Ему стало скучно. Скорей домой! Мать еще крепче обернула его полою, прижала щекой к груди и пошла быстро-быстро, уже не оглядываясь на дорогу. С поля налетел ветер. Он чуть не опрокидывал обессилевшую мать, и лицо ее все раскраснелось от напряжения. Ветер был сердитый, даже злой, и, когда он налетал из-за мокрых, растрепанных ометов, что-то тонко визжало и свистело в недостроенной избе с краю деревни. Свист этот, это протяжное визжание волновали его, тревожили.
— Что это, мам? — спросил он, пугливо ныряя в овчинное тепло и ощущая бровью, как бьется у матери на шее жилка. Она приникла к нему горячим подбородком, задумчиво ответила:
— Ветер в стропилах, сынынька.
— А почему он плачет?
— Горя нынче у всех много, потому и плачет.

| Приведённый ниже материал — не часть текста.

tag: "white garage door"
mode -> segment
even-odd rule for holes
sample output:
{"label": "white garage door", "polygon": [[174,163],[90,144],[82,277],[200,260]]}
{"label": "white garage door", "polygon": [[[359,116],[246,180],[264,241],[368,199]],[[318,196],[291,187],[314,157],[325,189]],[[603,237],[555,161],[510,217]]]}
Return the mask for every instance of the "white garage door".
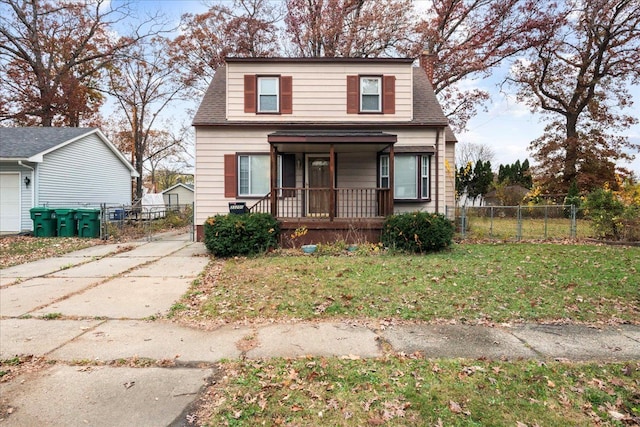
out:
{"label": "white garage door", "polygon": [[19,173],[0,173],[0,231],[20,231]]}

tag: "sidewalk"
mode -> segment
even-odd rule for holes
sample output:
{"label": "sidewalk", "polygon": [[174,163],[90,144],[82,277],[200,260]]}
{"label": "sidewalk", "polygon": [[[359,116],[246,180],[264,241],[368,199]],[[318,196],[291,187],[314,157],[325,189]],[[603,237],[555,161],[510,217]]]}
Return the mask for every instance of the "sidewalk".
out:
{"label": "sidewalk", "polygon": [[[122,253],[104,245],[0,270],[0,358],[56,362],[0,383],[0,413],[12,412],[0,425],[185,425],[185,408],[223,358],[364,358],[391,347],[431,358],[640,359],[640,328],[629,325],[177,325],[160,318],[209,261],[202,244],[186,238],[138,242]],[[241,350],[249,337],[256,345]],[[113,366],[144,359],[172,367]]]}

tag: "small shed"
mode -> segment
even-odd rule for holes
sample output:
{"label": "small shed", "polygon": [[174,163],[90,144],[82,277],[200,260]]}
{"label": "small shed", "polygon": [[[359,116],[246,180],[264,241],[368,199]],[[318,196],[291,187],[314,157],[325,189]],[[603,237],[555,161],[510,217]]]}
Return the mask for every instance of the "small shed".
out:
{"label": "small shed", "polygon": [[0,128],[0,232],[30,231],[30,209],[130,204],[131,163],[98,128]]}
{"label": "small shed", "polygon": [[178,183],[162,192],[167,208],[191,205],[193,203],[193,185]]}

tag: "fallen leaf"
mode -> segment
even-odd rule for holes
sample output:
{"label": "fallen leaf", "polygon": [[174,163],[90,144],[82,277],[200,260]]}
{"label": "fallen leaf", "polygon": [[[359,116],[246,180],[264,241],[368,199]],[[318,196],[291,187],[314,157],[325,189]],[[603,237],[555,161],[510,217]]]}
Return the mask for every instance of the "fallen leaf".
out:
{"label": "fallen leaf", "polygon": [[449,410],[454,414],[462,413],[462,407],[460,406],[460,404],[458,402],[454,402],[453,400],[449,401]]}

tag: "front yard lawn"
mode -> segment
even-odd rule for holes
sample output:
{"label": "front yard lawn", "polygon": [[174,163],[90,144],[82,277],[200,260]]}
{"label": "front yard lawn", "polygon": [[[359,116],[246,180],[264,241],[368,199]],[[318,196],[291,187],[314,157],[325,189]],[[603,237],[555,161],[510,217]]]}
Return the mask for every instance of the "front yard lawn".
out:
{"label": "front yard lawn", "polygon": [[588,244],[460,244],[423,256],[237,258],[212,264],[179,307],[185,315],[225,322],[640,323],[639,269],[640,248]]}
{"label": "front yard lawn", "polygon": [[104,243],[100,239],[78,237],[0,237],[0,268],[63,255]]}
{"label": "front yard lawn", "polygon": [[425,360],[233,361],[202,398],[210,426],[624,426],[640,364]]}

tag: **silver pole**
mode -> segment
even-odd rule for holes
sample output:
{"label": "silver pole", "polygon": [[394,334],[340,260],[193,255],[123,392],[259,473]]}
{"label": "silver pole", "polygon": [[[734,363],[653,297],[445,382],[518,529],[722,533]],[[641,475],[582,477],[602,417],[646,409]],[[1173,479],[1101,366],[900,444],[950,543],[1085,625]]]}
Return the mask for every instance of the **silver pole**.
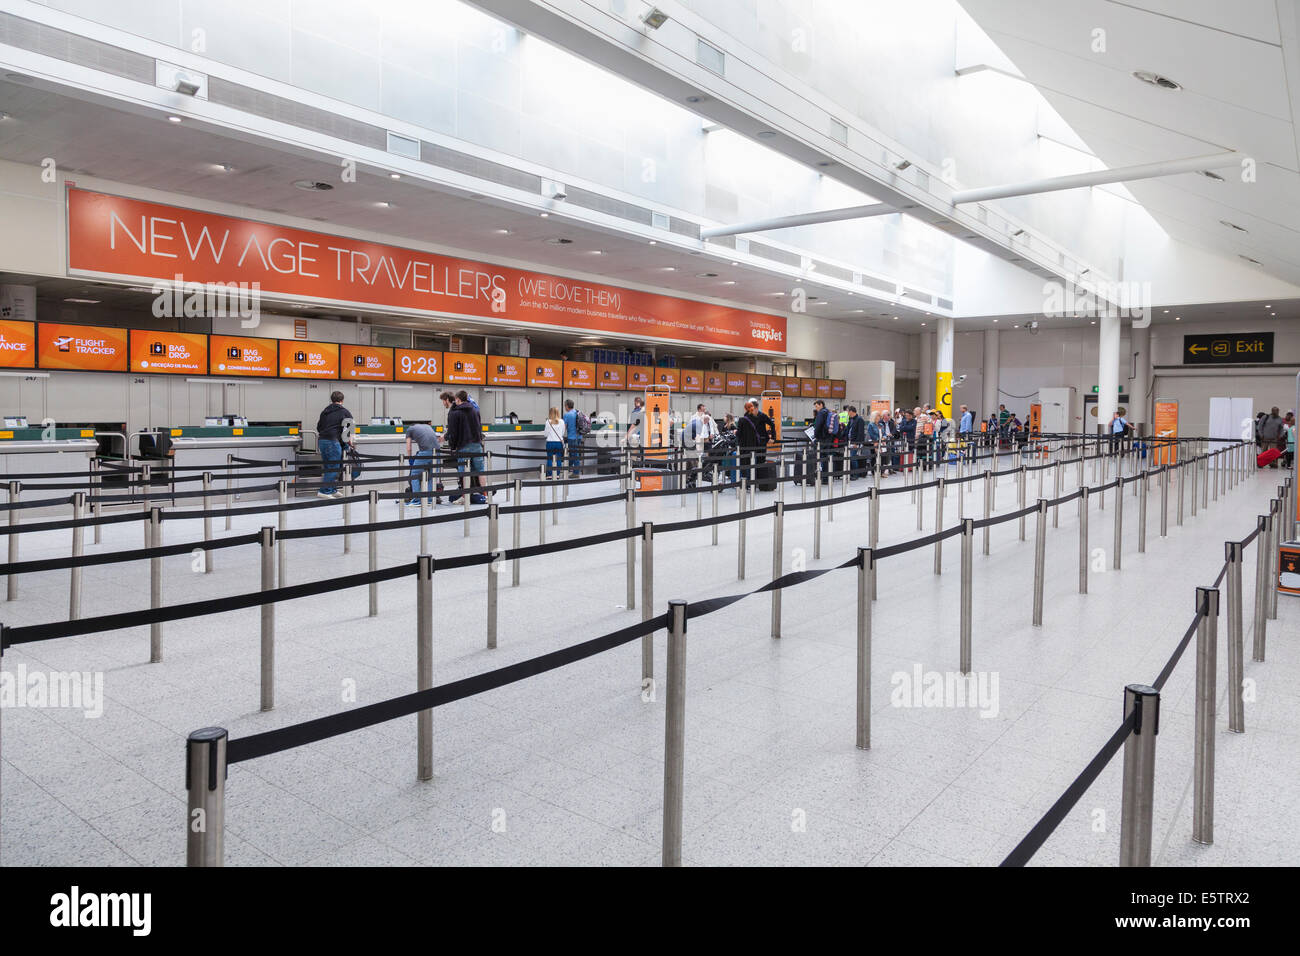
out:
{"label": "silver pole", "polygon": [[[275,529],[262,529],[262,593],[275,589]],[[275,605],[262,605],[262,710],[275,706]]]}
{"label": "silver pole", "polygon": [[[537,485],[537,543],[546,543],[546,472],[541,470]],[[626,481],[626,479],[625,479]],[[624,489],[626,490],[626,489]]]}
{"label": "silver pole", "polygon": [[[629,485],[627,489],[627,527],[636,527],[636,491]],[[636,609],[636,541],[627,539],[627,609]]]}
{"label": "silver pole", "polygon": [[[753,485],[751,484],[750,487],[752,488]],[[743,504],[743,487],[741,491]],[[736,580],[743,581],[745,580],[745,512],[743,510],[740,512],[740,520],[736,522],[736,525]]]}
{"label": "silver pole", "polygon": [[[1278,489],[1278,494],[1282,489]],[[1282,502],[1274,499],[1269,504],[1269,511],[1272,520],[1269,522],[1268,534],[1268,590],[1265,595],[1268,599],[1268,619],[1277,620],[1277,551],[1278,544],[1282,538]]]}
{"label": "silver pole", "polygon": [[[944,487],[946,484],[947,484],[947,480],[944,478],[940,478],[939,490],[938,493],[934,496],[934,533],[935,534],[938,534],[943,530],[943,499],[947,494],[947,490]],[[958,499],[961,498],[960,488],[957,489],[957,497]],[[934,573],[935,574],[943,573],[943,540],[942,539],[934,543]]]}
{"label": "silver pole", "polygon": [[[153,487],[153,469],[146,462],[140,466],[140,510],[149,514],[149,489]],[[144,546],[149,547],[149,522],[144,522]]]}
{"label": "silver pole", "polygon": [[[522,508],[524,504],[523,480],[516,478],[514,484],[515,484],[515,494],[514,497],[511,498],[511,501],[514,503],[514,506],[516,508]],[[514,513],[514,548],[516,551],[519,550],[519,548],[521,547],[521,543],[523,541],[523,538],[521,537],[522,532],[520,528],[520,523],[522,519],[523,519],[523,515],[520,514],[520,512],[516,511]],[[513,561],[510,562],[510,586],[512,588],[519,587],[519,561],[520,561],[519,558],[515,558]]]}
{"label": "silver pole", "polygon": [[[229,512],[230,509],[235,506],[235,496],[233,493],[233,489],[234,489],[233,478],[235,474],[235,469],[231,467],[234,463],[235,463],[234,454],[228,453],[226,455],[226,511],[227,512]],[[229,514],[226,515],[226,530],[227,531],[230,530]]]}
{"label": "silver pole", "polygon": [[[72,493],[72,520],[80,521],[82,511],[86,506],[86,494],[83,491],[74,491]],[[80,526],[74,526],[72,529],[72,556],[79,558],[82,555],[82,542],[85,540],[85,529]],[[68,620],[76,621],[81,619],[81,568],[73,567],[69,569],[68,575]]]}
{"label": "silver pole", "polygon": [[813,486],[813,558],[822,556],[822,483],[820,476]]}
{"label": "silver pole", "polygon": [[488,553],[492,560],[487,563],[487,646],[492,650],[497,646],[497,547],[500,534],[500,508],[495,501],[488,503]]}
{"label": "silver pole", "polygon": [[1169,533],[1169,466],[1162,465],[1157,472],[1160,481],[1160,537]]}
{"label": "silver pole", "polygon": [[1088,486],[1079,489],[1079,593],[1088,593]]}
{"label": "silver pole", "polygon": [[[1061,466],[1062,466],[1061,460],[1058,458],[1056,460],[1056,468],[1054,469],[1056,474],[1052,478],[1053,498],[1061,497]],[[1059,528],[1060,520],[1061,520],[1061,506],[1052,505],[1052,527]]]}
{"label": "silver pole", "polygon": [[[462,480],[462,484],[461,484],[461,488],[460,488],[460,505],[461,505],[461,513],[465,516],[465,520],[464,520],[463,522],[461,522],[461,526],[462,526],[462,529],[463,529],[463,531],[462,531],[462,535],[461,535],[461,536],[462,536],[462,537],[465,537],[465,538],[468,538],[468,537],[469,537],[469,501],[470,501],[470,498],[474,497],[474,465],[473,465],[473,462],[467,460],[467,461],[465,462],[465,467],[466,467],[466,469],[468,469],[468,470],[461,472],[461,475],[463,475],[464,478],[463,478],[463,480]],[[554,500],[554,498],[552,498],[552,501],[553,501],[553,500]]]}
{"label": "silver pole", "polygon": [[1111,559],[1111,567],[1118,571],[1120,569],[1120,558],[1124,550],[1124,485],[1121,482],[1115,486],[1115,552]]}
{"label": "silver pole", "polygon": [[185,741],[185,865],[225,862],[226,742],[224,727],[204,727]]}
{"label": "silver pole", "polygon": [[[92,494],[90,499],[90,513],[95,517],[96,520],[96,524],[92,526],[94,530],[91,532],[93,534],[91,541],[94,544],[99,544],[100,541],[102,540],[101,531],[103,530],[98,524],[99,509],[100,509],[99,499],[104,494],[104,476],[99,470],[98,458],[90,459],[90,486],[92,488]],[[204,499],[203,506],[204,508],[207,507],[206,499]]]}
{"label": "silver pole", "polygon": [[1260,515],[1255,524],[1255,623],[1254,636],[1251,639],[1250,659],[1264,660],[1264,644],[1268,634],[1268,615],[1266,592],[1269,588],[1268,574],[1268,538],[1272,520],[1268,515]]}
{"label": "silver pole", "polygon": [[1038,499],[1034,525],[1034,627],[1043,626],[1043,579],[1047,570],[1047,499]]}
{"label": "silver pole", "polygon": [[[782,569],[785,566],[785,558],[782,554],[785,537],[785,502],[778,501],[775,504],[776,511],[772,514],[772,580],[775,581],[781,576]],[[716,526],[715,526],[716,527]],[[772,590],[772,637],[781,636],[781,589],[773,588]]]}
{"label": "silver pole", "polygon": [[1196,747],[1192,759],[1192,839],[1214,842],[1214,687],[1218,648],[1219,590],[1197,588]]}
{"label": "silver pole", "polygon": [[[1181,451],[1181,449],[1179,450]],[[1174,519],[1175,519],[1175,523],[1180,528],[1183,526],[1183,498],[1185,497],[1183,494],[1183,486],[1187,483],[1187,475],[1186,475],[1187,469],[1183,467],[1186,463],[1187,463],[1187,459],[1185,459],[1182,455],[1179,455],[1178,466],[1177,466],[1178,467],[1178,510],[1174,513]]]}
{"label": "silver pole", "polygon": [[[519,499],[516,498],[515,501]],[[433,687],[433,558],[415,559],[415,689]],[[433,779],[433,708],[416,714],[416,779]]]}
{"label": "silver pole", "polygon": [[[629,539],[631,540],[631,539]],[[641,620],[648,621],[655,606],[655,526],[652,521],[641,522]],[[641,689],[654,683],[654,634],[641,637]]]}
{"label": "silver pole", "polygon": [[1142,471],[1137,475],[1137,483],[1141,487],[1138,491],[1138,554],[1146,554],[1147,550],[1147,485],[1150,483],[1149,472]]}
{"label": "silver pole", "polygon": [[351,526],[352,526],[352,502],[345,498],[343,499],[343,528],[344,528],[343,553],[344,554],[352,553],[352,535],[348,534],[346,530]]}
{"label": "silver pole", "polygon": [[[370,533],[366,535],[366,542],[370,552],[370,573],[374,574],[379,570],[379,532],[374,530],[376,522],[379,521],[379,492],[370,489]],[[367,586],[370,594],[370,616],[379,615],[379,582],[371,581]]]}
{"label": "silver pole", "polygon": [[[1018,502],[1019,502],[1019,503],[1016,505],[1016,507],[1019,508],[1021,511],[1024,511],[1024,510],[1025,510],[1025,484],[1026,484],[1026,482],[1025,482],[1025,478],[1026,478],[1026,475],[1025,475],[1025,466],[1024,466],[1023,464],[1020,466],[1020,469],[1019,469],[1018,474],[1019,474],[1019,476],[1020,476],[1020,479],[1019,479],[1019,481],[1020,481],[1020,487],[1017,489],[1018,492],[1019,492],[1019,498],[1018,498]],[[1024,541],[1024,540],[1025,540],[1025,516],[1024,516],[1024,515],[1021,515],[1021,516],[1020,516],[1020,540],[1021,540],[1021,541]]]}
{"label": "silver pole", "polygon": [[[415,486],[416,493],[420,496],[420,554],[429,553],[429,526],[424,523],[424,519],[429,517],[428,495],[433,491],[426,485],[429,480],[427,475],[420,475],[417,479],[418,484]],[[401,501],[402,499],[397,499]]]}
{"label": "silver pole", "polygon": [[[208,514],[208,495],[212,491],[212,472],[203,473],[203,540],[212,540],[212,516]],[[212,549],[203,551],[203,573],[212,573]]]}
{"label": "silver pole", "polygon": [[857,747],[871,749],[871,583],[876,573],[870,548],[858,548]]}
{"label": "silver pole", "polygon": [[[716,482],[713,485],[712,494],[713,494],[713,517],[716,518],[718,516],[718,485]],[[718,526],[716,524],[713,526],[713,543],[715,545],[718,543]]]}
{"label": "silver pole", "polygon": [[925,524],[925,488],[919,481],[914,495],[916,497],[916,530],[922,531]]}
{"label": "silver pole", "polygon": [[[277,491],[280,495],[280,504],[283,506],[289,500],[289,483],[281,478],[278,482]],[[287,542],[284,538],[280,537],[280,535],[284,532],[285,526],[288,524],[289,512],[281,507],[280,510],[276,512],[275,520],[277,532],[275,543],[276,547],[280,551],[280,574],[279,577],[276,578],[276,581],[279,583],[280,587],[285,587],[289,583],[289,550]]]}
{"label": "silver pole", "polygon": [[1192,517],[1195,518],[1196,517],[1196,483],[1198,480],[1197,474],[1201,470],[1201,460],[1199,458],[1193,458],[1190,460],[1189,464],[1192,466]]}
{"label": "silver pole", "polygon": [[974,577],[972,552],[975,547],[975,519],[967,518],[961,525],[961,672],[969,674],[971,598]]}
{"label": "silver pole", "polygon": [[668,602],[668,699],[664,707],[663,865],[682,865],[686,773],[686,602]]}
{"label": "silver pole", "polygon": [[1228,558],[1228,730],[1246,732],[1246,707],[1242,693],[1245,672],[1245,644],[1242,640],[1240,541],[1224,542]]}
{"label": "silver pole", "polygon": [[[984,517],[988,519],[993,515],[993,472],[987,468],[984,470]],[[984,554],[989,553],[989,526],[984,526],[984,543],[982,550]]]}
{"label": "silver pole", "polygon": [[1124,782],[1120,805],[1119,865],[1151,865],[1151,812],[1155,802],[1156,735],[1160,732],[1160,692],[1145,684],[1124,688],[1124,719],[1136,712],[1124,741]]}
{"label": "silver pole", "polygon": [[[1201,468],[1205,472],[1204,478],[1201,481],[1201,510],[1204,511],[1206,508],[1210,506],[1210,498],[1209,498],[1210,485],[1214,484],[1214,478],[1210,475],[1209,456],[1206,454],[1202,454],[1200,461],[1201,461]],[[1215,498],[1216,499],[1218,498],[1217,493],[1215,494]]]}
{"label": "silver pole", "polygon": [[[9,482],[9,503],[18,504],[22,497],[23,483],[21,481]],[[18,563],[18,520],[21,512],[17,508],[9,509],[9,563]],[[18,600],[18,575],[10,574],[5,580],[5,600]]]}
{"label": "silver pole", "polygon": [[[149,523],[146,530],[149,532],[149,547],[161,548],[161,508],[149,509]],[[154,610],[162,607],[162,558],[158,557],[149,559],[149,607]],[[162,623],[155,622],[149,625],[149,663],[157,664],[160,661],[162,661]]]}

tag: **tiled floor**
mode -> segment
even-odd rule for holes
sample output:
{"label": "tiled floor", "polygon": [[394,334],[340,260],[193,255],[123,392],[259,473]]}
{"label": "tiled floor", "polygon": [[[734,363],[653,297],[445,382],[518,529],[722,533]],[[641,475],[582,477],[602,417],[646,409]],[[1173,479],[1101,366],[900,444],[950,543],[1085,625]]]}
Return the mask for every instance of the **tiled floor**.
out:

— А какое оно, горе-то? Большое?
— Тяжелое… Особливо, если у кого кормилец с позиций не вернулся.
— А наш папанька вернется с них, с позиций?
— Папанька-то? Вернется. Обязательно вернется…
Мост качался. В сваях свистело все резче. А он все лез и лез. Вдруг он толкнулся головой о что-то гулкое. Было ясно, что это настил. Теперь надо выбраться на мост. Но как? Там с краев высокие перила, а он уже выбился из сил. Чуть сбоку неожиданно проглянула луна. Он понял, что там пробоина, и стал карабкаться по наклонным бревнам к ней.
В этом месте настил разворотило фугаской или миной. Криво торчала в зияющем отверстии толстая расщепленная балка с вырванными перекореженными каргами. Вот он обхватил ее руками, подтянулся. Вот закинул ногу и уперся подбородком об острый, весь в занозах край. Вот начал медленно и осторожно переваливаться. Вот повис боком. И в то самое мгновение, пока висел боком, одним глазом он неожиданно увидел небо, другим — реку. Луна и звезды были как будто совсем близко, а темная река едва проглядывалась и казалась недосягаемо далекой, глубокой и враждебной.
Он поскорее перевалился на зыбкие, расщепленные плахи, отполз от края и минуты две дышал, не двигаясь и не шевелясь. Потом поднял голову, осмотрелся и увидел неподвижный танк с надменно растопыренным крестом на башне. И опять он вспомнил детство.
…Он сидит на коленях у отца. На отце серая шинель. Она мохнатая, колючая на ощупь, но к ней так приятно прижиматься. От нее пахнет отцом, порохом, недавними боями. Суконный отцовский шлем с острой макушкой и красной звездой у него на голове. Шлем очень велик ему. Так и ерзает тульей по волосам, так и съезжает на глаза. Но что может значить это маленькое неудобство, если он теперь как настоящий конармеец? Отец мастерит ему из дощечки шашку и напевает про конную Буденного. Наконец шашка готова. Он берет ее из рук отца, осматривает и уже не выпускает.
— Ну, брат, теперь ты настоящий рубака, — весело улыбается отец, и светлые усы его задорно шевелятся. На голове у отца — повязка. Под повязкой — рана. Это его казак пикой зацепил.
— Больно тебе, папань?
— Теперь ничего, терпимо, — улыбается отец. — А тогда больненько было.
— А ты плакал?
— Нет, брат, не плакал. Это на войне не полагается. Да и некогда. Надо же было того контрика с коня ссадить.
— И ты ссадил?
— А ты как думал?
— Тебе бы, папанька, надо так: того казака ссадить, а меня посадить. На коня-то. Стали бы мы сражаться вместе.
— Ах ты, вояка! — хохочет отец и очень больно, совсем не так, как мамка, освобождает ему нос. — Погодь допрежь батьки в пекло лезть. Вот доведется самому повоевать — узнаешь почем фунт лиха.